In Vietnam and elsewhere, essay-writing mills have evolved into professionalized firms offering full-service packages, from high school assignments to final theses at elite universities in the U.K. and the U.S. Online groups that teach students how to cheat flourish on social media, rivaling stock-picking forums in scale and activity.
As a result, individuals can now purchase a "polished profile" with money and algorithms rather than build it through sustained effort. Some describe this as the age of the "easy-living student," and society will bear the consequences.
The most serious damage lies in the erosion of quality and integrity in the future workforce. Students who depend on AI shortcuts often fail to realize that machine-generated output rarely delivers complete understanding. It does not become internalized knowledge. When these individuals confront clients or complex real-world problems, that intellectual emptiness becomes evident.
So-called "AI accidents" have already produced tangible losses. Recently, Deloitte, one of the Big Four audit firms, refunded part of a 440,000 Australian dollar contract (about US$290,000) after the Australian government found that staff had used AI to generate reports. While the financial cost mattered, the reputational damage was far greater. Only after such incidents do organizations begin to grasp the true price of AI-enabled shortcuts.
In response, major institutions are reversing course. The Association of Chartered Certified Accountants (ACCA) has suspended online exams since March and returned to in-person testing. A postgraduate program in Scotland, where I serve as an independent examiner, now requires oral defenses to verify that students genuinely understand their theses. These steps represent a costly and uncomfortable retreat, but a necessary one. Universities now spend significantly more on proctoring tools, eye-tracking systems, and human oversight simply to maintain a basic level of academic honesty.
Even these measures face resistance. In the U.K., some students exploit welfare or accommodation rules to avoid in-person exams, often citing psychological stress. Others crowd into electives that lack supervised assessments. Some pursue medical notes or letters from former lecturers to bypass any evaluation involving direct human scrutiny.

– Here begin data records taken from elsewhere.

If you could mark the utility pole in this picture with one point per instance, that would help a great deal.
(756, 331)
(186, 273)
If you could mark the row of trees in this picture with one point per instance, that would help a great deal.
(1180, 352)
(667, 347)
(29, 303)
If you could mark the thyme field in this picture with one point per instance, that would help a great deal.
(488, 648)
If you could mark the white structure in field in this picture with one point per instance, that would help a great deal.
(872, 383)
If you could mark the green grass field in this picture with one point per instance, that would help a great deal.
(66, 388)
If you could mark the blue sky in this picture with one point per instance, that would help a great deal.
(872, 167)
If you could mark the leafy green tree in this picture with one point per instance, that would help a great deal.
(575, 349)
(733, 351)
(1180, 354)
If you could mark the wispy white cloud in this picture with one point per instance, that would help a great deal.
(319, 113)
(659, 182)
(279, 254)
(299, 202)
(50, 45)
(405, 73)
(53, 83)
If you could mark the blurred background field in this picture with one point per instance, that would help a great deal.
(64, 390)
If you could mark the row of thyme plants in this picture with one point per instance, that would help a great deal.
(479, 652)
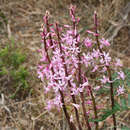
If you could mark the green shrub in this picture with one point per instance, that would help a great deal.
(12, 65)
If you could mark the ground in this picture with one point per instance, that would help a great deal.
(21, 20)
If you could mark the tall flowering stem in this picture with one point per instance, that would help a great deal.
(94, 106)
(66, 74)
(108, 70)
(75, 35)
(71, 125)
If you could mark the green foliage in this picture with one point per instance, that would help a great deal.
(107, 113)
(125, 128)
(3, 18)
(12, 65)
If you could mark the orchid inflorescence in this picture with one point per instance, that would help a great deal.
(64, 64)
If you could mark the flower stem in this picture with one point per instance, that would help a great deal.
(94, 107)
(108, 70)
(66, 73)
(71, 125)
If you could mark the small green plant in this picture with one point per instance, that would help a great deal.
(13, 70)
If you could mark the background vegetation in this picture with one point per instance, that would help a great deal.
(21, 93)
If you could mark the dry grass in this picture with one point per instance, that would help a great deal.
(24, 23)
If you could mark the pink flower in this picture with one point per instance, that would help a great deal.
(120, 90)
(121, 75)
(76, 105)
(89, 102)
(71, 118)
(97, 88)
(88, 42)
(118, 63)
(104, 79)
(104, 42)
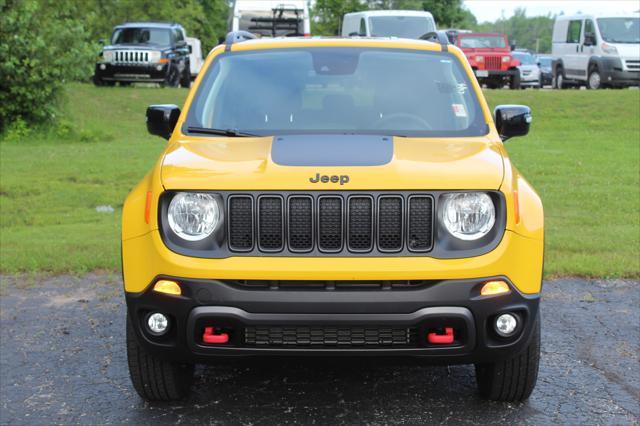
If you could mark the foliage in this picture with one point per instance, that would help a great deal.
(447, 13)
(42, 44)
(587, 176)
(533, 33)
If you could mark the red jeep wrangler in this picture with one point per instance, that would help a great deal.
(490, 57)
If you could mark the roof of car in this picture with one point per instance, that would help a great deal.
(149, 24)
(392, 13)
(598, 15)
(367, 42)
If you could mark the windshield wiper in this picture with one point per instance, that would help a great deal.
(234, 133)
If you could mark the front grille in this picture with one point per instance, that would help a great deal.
(332, 224)
(290, 285)
(131, 57)
(493, 62)
(329, 336)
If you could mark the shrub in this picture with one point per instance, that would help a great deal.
(42, 44)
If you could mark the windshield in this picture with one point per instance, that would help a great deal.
(545, 62)
(524, 58)
(340, 90)
(620, 30)
(400, 26)
(482, 42)
(160, 36)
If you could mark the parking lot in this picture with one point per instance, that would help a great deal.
(63, 361)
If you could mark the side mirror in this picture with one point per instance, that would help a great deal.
(162, 119)
(512, 120)
(589, 39)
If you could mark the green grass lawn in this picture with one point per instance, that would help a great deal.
(583, 157)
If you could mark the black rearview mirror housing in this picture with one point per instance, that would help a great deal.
(512, 120)
(162, 119)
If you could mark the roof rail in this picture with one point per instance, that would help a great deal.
(439, 37)
(237, 37)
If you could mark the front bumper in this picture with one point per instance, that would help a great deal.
(131, 73)
(614, 73)
(243, 312)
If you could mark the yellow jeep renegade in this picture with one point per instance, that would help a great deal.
(334, 197)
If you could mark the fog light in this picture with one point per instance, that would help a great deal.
(158, 323)
(506, 325)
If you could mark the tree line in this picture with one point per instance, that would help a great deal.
(44, 43)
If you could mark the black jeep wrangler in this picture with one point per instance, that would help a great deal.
(155, 52)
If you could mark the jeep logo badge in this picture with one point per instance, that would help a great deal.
(326, 179)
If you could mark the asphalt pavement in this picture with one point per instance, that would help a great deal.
(62, 360)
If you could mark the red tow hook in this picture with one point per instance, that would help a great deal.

Yet the most troubling issue is not technological. It is ethical. Who will trust future accountants, auditors, or financial advisers if they learned to deceive systems from their earliest days in education?
Equally pressing is the question facing honest students. As one representative put it, "Why should I try to excel when my results always trail those who cheat?" Without a credible answer, integrity risks becoming a disadvantage rather than a virtue.
AI cannot be banned. It represents progress and an irreversible trend. But neither can education be allowed to devolve into a factory producing hollow credentials. Failure to confront this "pandemic" risks eroding not only academic standards, but also the moral foundations of a transparent society.
Geoffrey Hinton, often described as the father of modern AI and a co-recipient of the 2024 Nobel Prize in Physics, has observed that humanity has no experience living in a world where AI exists. That reality demands that we learn, collectively, how to coexist with it.
For now, the return to in-person exams and oral defenses, as seen at ACCA and the Scottish university, remains a temporary compromise. Some institutions pursue technical solutions, such as locked-down virtual environments that restrict AI access. Others advocate for educational models that emphasize learning for its own sake rather than gaming the system.
The cheating pandemic emerged because AI dramatically lowered the cost of dishonesty. Most responses seek to raise that cost again--through money, time, and ethical pressure. Which approach will prevail remains to be seen.